Bakker and Martin, I believe, are critiquing patriarchy and sexism and rape, not glorifying it, in ways that fantasy authors have basically dropped the ball on for a long time. They’re both men, too, so they open themselves to these critiques.
Anyways, my larger point is that when you immediately begin outlining who can and cannot have a voice in the conversation in the first place, it becomes very difficult to reach agreement or even amicable disagreement. It’s unhealthy, I think, for the future of women’s rights and feminism to say that only women have a valid opinion and that nothing even sympathetic men have to offer up short of bland mimicry is worth a damn.
Here’s Sady in her comment thread:
@Trolls, people explaining why George R.R. Martin isn’t sexist. Your names, thus far, have been:
John G. [deleted for rudeness]
E.D., who runs a blog on “Gentlemen” [deleted for blog spam]
Jake [deleted for starting off with “Sady=cunt”]
I’m noticing a theme here, but what can I say? I am but a young girl who knows little of blog war. And tends to think women are in a better position to explain What Is Sexist than men are.
Look I don’t run a blog on “Gentlemen” first of all, that’s just the catchy title. And I get more traffic than Sady (typically), so I’m not trolling for links or looking to steal away readers. I’m looking to start a conversation. Hey, maybe Sady’s right and she knows what’s sexist because she’s the gatekeeper of the discourse or something, but I’m not sure. I find this pretty unsatisfying. I mean, if you can’t see how Tyrion himself was sexually assaulted by being forced by his father – his father! – to rape his wife, then you obviously have some blindspots of your own. Sexism has always been worse for women – I think Martin’s work illustrates this quite clearly – but it cuts both ways. Deciding that nobody but feminist bloggers have any right to talk about what is or isn’t sexist is silly.

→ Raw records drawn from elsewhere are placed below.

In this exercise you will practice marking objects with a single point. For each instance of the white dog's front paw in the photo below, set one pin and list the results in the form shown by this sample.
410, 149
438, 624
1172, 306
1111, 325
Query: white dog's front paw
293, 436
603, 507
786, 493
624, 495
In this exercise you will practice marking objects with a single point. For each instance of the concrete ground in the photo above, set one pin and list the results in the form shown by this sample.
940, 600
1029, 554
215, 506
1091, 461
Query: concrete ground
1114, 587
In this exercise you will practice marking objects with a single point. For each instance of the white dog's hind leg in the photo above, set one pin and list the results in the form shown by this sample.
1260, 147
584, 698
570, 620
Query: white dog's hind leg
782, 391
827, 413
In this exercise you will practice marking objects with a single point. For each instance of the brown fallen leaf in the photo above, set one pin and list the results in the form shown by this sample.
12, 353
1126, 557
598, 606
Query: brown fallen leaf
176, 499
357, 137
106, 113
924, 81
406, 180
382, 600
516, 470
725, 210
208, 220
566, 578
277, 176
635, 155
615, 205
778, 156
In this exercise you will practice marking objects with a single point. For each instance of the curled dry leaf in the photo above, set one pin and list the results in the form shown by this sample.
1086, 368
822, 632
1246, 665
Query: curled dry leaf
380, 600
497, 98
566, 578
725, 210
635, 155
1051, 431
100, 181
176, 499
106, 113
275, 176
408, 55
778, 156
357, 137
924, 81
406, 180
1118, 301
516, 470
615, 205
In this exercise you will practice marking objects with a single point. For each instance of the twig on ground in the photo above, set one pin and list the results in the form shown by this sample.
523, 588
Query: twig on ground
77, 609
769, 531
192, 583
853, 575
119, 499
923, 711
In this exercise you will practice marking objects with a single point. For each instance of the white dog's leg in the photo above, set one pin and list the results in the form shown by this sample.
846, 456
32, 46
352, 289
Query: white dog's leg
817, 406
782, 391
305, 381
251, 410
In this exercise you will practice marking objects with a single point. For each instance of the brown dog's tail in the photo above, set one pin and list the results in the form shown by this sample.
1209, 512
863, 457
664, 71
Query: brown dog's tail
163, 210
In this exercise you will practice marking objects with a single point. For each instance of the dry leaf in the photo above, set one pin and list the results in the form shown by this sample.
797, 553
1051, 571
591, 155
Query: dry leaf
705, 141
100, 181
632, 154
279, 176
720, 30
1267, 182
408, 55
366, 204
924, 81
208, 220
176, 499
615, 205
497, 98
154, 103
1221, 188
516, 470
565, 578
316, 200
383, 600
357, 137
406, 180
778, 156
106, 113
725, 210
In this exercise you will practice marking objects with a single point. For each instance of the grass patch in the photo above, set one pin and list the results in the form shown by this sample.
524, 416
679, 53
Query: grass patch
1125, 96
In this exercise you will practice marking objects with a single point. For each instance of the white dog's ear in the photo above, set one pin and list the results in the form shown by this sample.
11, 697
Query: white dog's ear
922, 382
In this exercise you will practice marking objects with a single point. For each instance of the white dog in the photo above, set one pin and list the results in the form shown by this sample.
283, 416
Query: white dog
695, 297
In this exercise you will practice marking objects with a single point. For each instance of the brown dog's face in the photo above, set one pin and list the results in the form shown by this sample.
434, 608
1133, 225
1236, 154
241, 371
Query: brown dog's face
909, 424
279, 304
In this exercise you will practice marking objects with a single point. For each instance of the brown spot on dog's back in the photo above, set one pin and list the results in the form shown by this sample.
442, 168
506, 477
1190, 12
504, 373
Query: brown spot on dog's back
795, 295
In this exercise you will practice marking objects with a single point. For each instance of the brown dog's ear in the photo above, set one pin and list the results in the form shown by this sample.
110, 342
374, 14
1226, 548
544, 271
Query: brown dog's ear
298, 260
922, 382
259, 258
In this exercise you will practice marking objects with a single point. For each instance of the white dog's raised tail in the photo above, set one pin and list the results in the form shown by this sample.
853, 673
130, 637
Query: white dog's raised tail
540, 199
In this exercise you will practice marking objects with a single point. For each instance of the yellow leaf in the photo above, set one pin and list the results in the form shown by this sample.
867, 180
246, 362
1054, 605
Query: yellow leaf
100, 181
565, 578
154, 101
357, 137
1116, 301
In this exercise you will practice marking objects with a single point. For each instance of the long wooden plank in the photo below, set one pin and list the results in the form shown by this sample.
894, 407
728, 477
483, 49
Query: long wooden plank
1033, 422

It’s like me deciding that nobody but True Fantasy fans can discuss what fantasy is (though yeah, the stakes are lower, I get that).
In any case. This is hopefully all I have to say about that. I realize that my first attempt to write a thousand words or so in response to Sady’s post was just me “trolling” since the mere act of disagreeing about What Is Sexist now constitutes trolling. So I’ll go gently into this good night. Sometimes, though, you have to get it off your chest before it becomes a monkey on your back.